Even when a patient has the financial resources to access the Memory Disorders Clinic, said Dr. Caccappolo, those other barriers often reassert themselves. A state law (New York is the only state with such a law) requires that only licensed neuropsychologists or graduate students in psychology can conduct neuropsychological testing.
“Until we found out about this law, we used a tester who spoke Spanish and 30 percent of our tests were done in Spanish, but she isn't a neuropsychologist and now we can't use her. If there are any neuropsychologists or externs around who speak Spanish, they've already been scooped up by other programs, so we're turning people away for that reason, as well,” said Dr. Caccappolo.

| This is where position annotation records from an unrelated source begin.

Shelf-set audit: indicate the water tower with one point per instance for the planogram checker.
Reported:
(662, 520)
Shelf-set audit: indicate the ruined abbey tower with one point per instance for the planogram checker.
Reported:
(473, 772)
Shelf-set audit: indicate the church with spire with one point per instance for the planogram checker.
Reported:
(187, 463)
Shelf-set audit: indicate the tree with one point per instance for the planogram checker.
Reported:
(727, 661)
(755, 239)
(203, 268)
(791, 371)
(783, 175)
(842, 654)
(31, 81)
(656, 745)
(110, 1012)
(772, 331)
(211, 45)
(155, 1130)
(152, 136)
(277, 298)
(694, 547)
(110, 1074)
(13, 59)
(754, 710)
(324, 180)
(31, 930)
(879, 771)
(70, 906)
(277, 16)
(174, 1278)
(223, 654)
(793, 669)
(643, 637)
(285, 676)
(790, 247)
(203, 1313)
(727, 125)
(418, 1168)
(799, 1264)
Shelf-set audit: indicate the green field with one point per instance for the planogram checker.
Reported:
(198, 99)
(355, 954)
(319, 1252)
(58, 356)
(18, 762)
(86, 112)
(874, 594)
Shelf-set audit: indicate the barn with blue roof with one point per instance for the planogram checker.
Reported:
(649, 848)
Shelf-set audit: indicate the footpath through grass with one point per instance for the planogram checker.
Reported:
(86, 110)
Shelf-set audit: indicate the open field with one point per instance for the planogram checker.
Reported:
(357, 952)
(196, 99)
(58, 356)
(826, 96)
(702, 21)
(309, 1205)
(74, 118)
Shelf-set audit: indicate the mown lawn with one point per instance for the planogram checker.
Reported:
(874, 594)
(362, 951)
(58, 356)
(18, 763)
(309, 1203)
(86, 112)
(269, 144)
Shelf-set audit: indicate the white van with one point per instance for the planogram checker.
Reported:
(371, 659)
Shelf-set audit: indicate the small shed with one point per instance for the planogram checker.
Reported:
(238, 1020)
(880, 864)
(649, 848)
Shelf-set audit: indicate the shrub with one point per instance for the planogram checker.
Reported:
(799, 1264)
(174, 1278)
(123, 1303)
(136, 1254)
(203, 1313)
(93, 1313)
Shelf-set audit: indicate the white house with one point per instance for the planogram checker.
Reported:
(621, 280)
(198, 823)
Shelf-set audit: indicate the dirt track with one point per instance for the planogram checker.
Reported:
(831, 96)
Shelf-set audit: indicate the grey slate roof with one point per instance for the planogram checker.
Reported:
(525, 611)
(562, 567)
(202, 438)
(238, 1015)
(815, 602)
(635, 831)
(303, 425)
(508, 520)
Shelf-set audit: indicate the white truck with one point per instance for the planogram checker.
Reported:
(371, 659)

And speaking Spanish isn't necessarily enough in evaluating complex neurological disorders, such as dementia, in immigrant patients. “The tools we have are culturally biased and fail to evaluate people properly. Even when we could give tests to Spanish-speaking patients, they hadn't been properly translated and normed,” she explained. [When tests are normed, a person's results are compared to those of others from the same background.] “For instance, if I have a 65-year-old Dominican woman with 10 years of education, I cannot compare her to other women with that level of education. All I can compare her to is a 65-year-old white woman with higher education.”
Indeed, said Dr. Caccappolo, the concept of neurological conditions such as memory disorders can be quite different in some immigrant communities, erecting yet another barrier to appropriate diagnosis and care. “Elderly Spanish speakers, particularly Dominicans, don't view their symptoms the same way we do. For example, if they have a visual hallucination, which can be part of a certain diagnosis, they may just say, ‘Oh, someone came to talk to me in my bedroom.’ They don't make as big a deal about it as we do, and if you're not aware of these cultural issues, you're going to misdiagnose more easily,” she said. Anxiety about failing memory is often dismissed as “nerves,” and men, defensive about such things, must be asked more specific questions like, “Have you been losing your glasses more often lately?”
Immigrants come to the health care system with low expectations already, said Dr. Bradley. “Many of the countries in Latin America, for example, don't have a health insurance system. The poor can't get health care until they get very sick, and they almost expect that as what they should have here in the United States. We believe and hope that we can provide a better level of care for them, but sadly, it is not true.”
ARTICLE IN BRIEF
- ✓ Neurologists discuss the language, cultural, and financial barriers that affect care for immigrants, legal and illegal.